We are well on our way into 2019 – Another year older, wiser maybe fitter or richer?   But what about wine?

 

We love wine, so do you, why does it change each year, what factures come into play?

Gaining a better understanding of what is great and what is not in the wine world is hard and we get questions about this all the time.

One of them is Vintage  – what is it and why does it make a difference?

Lately, we have been asking all our winemakers about Vintage 2019 and how that has panned out, the news across Australia is pretty much, it is tasting better than 2017 out of the barrel so imagine what it’s going to be like when it hits the bottle!

I personally love vintage 2013 better than any other year in between and 1997 was a great year too! There is so much data on weather, climate change (this is a total another blog) and winemaker influence.
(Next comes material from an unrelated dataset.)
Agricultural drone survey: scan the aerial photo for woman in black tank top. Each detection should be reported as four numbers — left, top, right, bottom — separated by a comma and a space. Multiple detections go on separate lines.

I have some of the answers to your questions

What is a Vintage?

A whole year in wine!  It is the year that the fruit was harvested.

It’s not that hard right?

NV  – what the hell??? NV stands for Non – Vintage where the wine (especially sparkling) has a few different years of harvested fruit!

 

What makes a ‘great’ vintage?

There are many factors to make a great vintage.  Really what you want is a perfect climate. That is;

  • Sunshine
  • The right amount of rain (so no reticulation is needed)
  • Early and rapid flowering
  • Complete maturity of grapes with no signs of fungi

From this, we can say that a wine’s vintage can affect the flavour and characteristics of the wine.  If the weather conditions lead to early rain and fungi the whole crop could be a disaster for the winery. Great weather can be juicier and more flavoursome.

Though, just because one region has a great crop does not mean the whole of Australia will. There are microclimates and they all have very different weather systems.

Let’s take two popular grapes as an example: Riesling and Cabernet Sauvignon. Riesling is a grape which produces the best wines when it is exposed to warm, sunny days, and chilly nights (like Clare Valley or Great Southern, WA). Cabernet Sauvignon, on the other hand, loves hot, dry climates with loads of sunshine.

 

What does Vintage do to the taste of my wine?

Every year your wine should taste different. We encourage you to cellar one of your favourite wine’s each year so you can do a ‘vertical tasting’

A vertical tasting is different vintages of the same wine type from the same winery.

Each year the wine will change in characteristics as an effect of the climate and winemakers influence.

Personally, we love when a new vintage is released, picking the differences and just seeing the new life in the bottle.  There have been times though that we have loved the previous vintage and not stocked the new vintage. There are also times that winemakers refuse to make wines in a year if they are not proud of their product.

 

If You’re Collecting Wines:

For collectors and investors, vintage really does matter. The reason for this is due to the fact that the best vintage years produce wines with plenty of tannins and acidity… and that means they’re going to age much more effectively.

 

When Vintage doesn’t matter as much?

When you will be consuming the bottle pretty much straight away 😊

When buying cheaper wine from big producers.

As you have probably heard me bang on about – if you buy from the big guys and it’s cheap – you get what you get!  Aerate it, it can’t get any worse 😊

 

At the end of the day – if you like it drink it!